The education material supports the primary objective of the course and has been organized accordingly in four modules with six main lessons. It particularly provides full guidance to any interested scientist with minimum to medium knowledge on the topic, as illustrated in the User Stories. The course starts with an initial Setup phase for data retrieval and software installation and continues with four 1-hour modules that include one or more lessons focusing on certain subtopics.

Module 1 includes the three Lessons that provide an introduction and guidelines for reproducing Supporting Figure 6 using the tool described in the paper. Lesson 1 and Lesson 2 discuss key concepts in microarray analysis and hierarchical clustering that are necessary for understanding the heat map and dendrogram visualization illustrated in Supporting Figure 6. Lesson 3 steps through the reconstruction of the figure using the most recent version of the TreeView tool described in the paper’s methodology to visualize the clustered data distributed by the authors.

Module 2 with Lesson 4 describes the use of hive plots for visualization of the clustered data. Hive plots present an interesting alternative to the heat map-dendrogram combination of the original figure and can be created in R using the original data and code provided in the lesson.
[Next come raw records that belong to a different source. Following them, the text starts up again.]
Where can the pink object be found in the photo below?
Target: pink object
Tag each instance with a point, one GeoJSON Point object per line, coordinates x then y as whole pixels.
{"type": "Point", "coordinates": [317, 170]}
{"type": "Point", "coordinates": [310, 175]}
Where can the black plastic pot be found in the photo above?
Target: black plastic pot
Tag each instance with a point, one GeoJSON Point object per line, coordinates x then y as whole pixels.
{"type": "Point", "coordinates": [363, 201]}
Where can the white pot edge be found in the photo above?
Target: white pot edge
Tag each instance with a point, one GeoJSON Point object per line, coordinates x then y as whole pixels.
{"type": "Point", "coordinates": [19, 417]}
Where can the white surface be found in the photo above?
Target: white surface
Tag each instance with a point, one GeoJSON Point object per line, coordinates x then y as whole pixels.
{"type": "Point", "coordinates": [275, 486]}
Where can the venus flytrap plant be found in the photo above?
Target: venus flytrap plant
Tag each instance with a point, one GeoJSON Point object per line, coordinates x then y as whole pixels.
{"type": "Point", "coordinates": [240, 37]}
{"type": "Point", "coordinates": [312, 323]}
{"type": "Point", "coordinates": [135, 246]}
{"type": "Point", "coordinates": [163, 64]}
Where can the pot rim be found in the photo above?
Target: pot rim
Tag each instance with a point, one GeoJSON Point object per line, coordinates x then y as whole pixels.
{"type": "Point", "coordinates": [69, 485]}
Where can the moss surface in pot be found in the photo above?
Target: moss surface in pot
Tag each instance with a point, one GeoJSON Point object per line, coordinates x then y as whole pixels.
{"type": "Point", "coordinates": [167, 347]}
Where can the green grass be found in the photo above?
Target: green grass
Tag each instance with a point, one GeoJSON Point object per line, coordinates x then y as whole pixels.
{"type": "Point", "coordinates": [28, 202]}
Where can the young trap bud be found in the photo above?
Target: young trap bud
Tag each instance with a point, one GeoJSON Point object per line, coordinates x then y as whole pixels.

Module 3 with Lesson 5 describes the reformatting of the semi-processed data for processing in the Cluster 3.0 tool (an earlier version of this tool was used for the analysis presented in the paper), the actual clustering process, and the visualization of results in TreeView 3.0. The new figure and the clustering results are compared with the original findings and any differences or similarities are further discussed.

Module 4 with Lesson 6 follows the same structure; however, the clustering and visualization are conducted in R. The complete details at each step and the corresponding R code are provided in this lesson.

The Software Carpentry templates have been used to structure lessons into coherent blocks with estimates for the time required.

Prerequisites

Extensive background knowledge on gene expression or data analysis is not required, though participants should be familiar with basic scientific principles regarding data quality, research procedures, and the publication process. Prior experience using the R language would be helpful in following certain lessons, but fully operable code is provided at all times, which will allow anyone to successfully reach the results.

Schedule

Setup Dowload files used on the lesson.
00:00 Introduction to Gene Expression What is a microarray?
What biological concepts underlie microarray analysis?
How are the results of microarray analysis visualized?
00:20 Introduction to Hierarchical Clustering What is the basic principal behind hierarchical clustering?
How can we interpret the branch levels?
How are the cancer subtypes defined and illustrated in Supporting Figure 6?
00:40 Recreating Supporting Figure 6 with TreeView Can Supporting Figure 6 be reproduced with the same visualization tool?
01:00 Recreating Supporting Figure 6 with Hive Plots What is a hive plot?
How can a hive plot be created using R?
How can gene expression data be represented with a hive plot?
02:00 Recreating the Analysis with Cluster and TreeView What tools were used for analysis in the original paper?
Can certain analysis steps be reproduced?
03:00 Recreating the Analysis with R How can R be used for hierarchical clustering and visualization of gene expression data?
Can Supporting Figure 6 be recreated in R?
04:00 Finish

The actual schedule may vary slightly depending on the topics and exercises chosen by the instructor.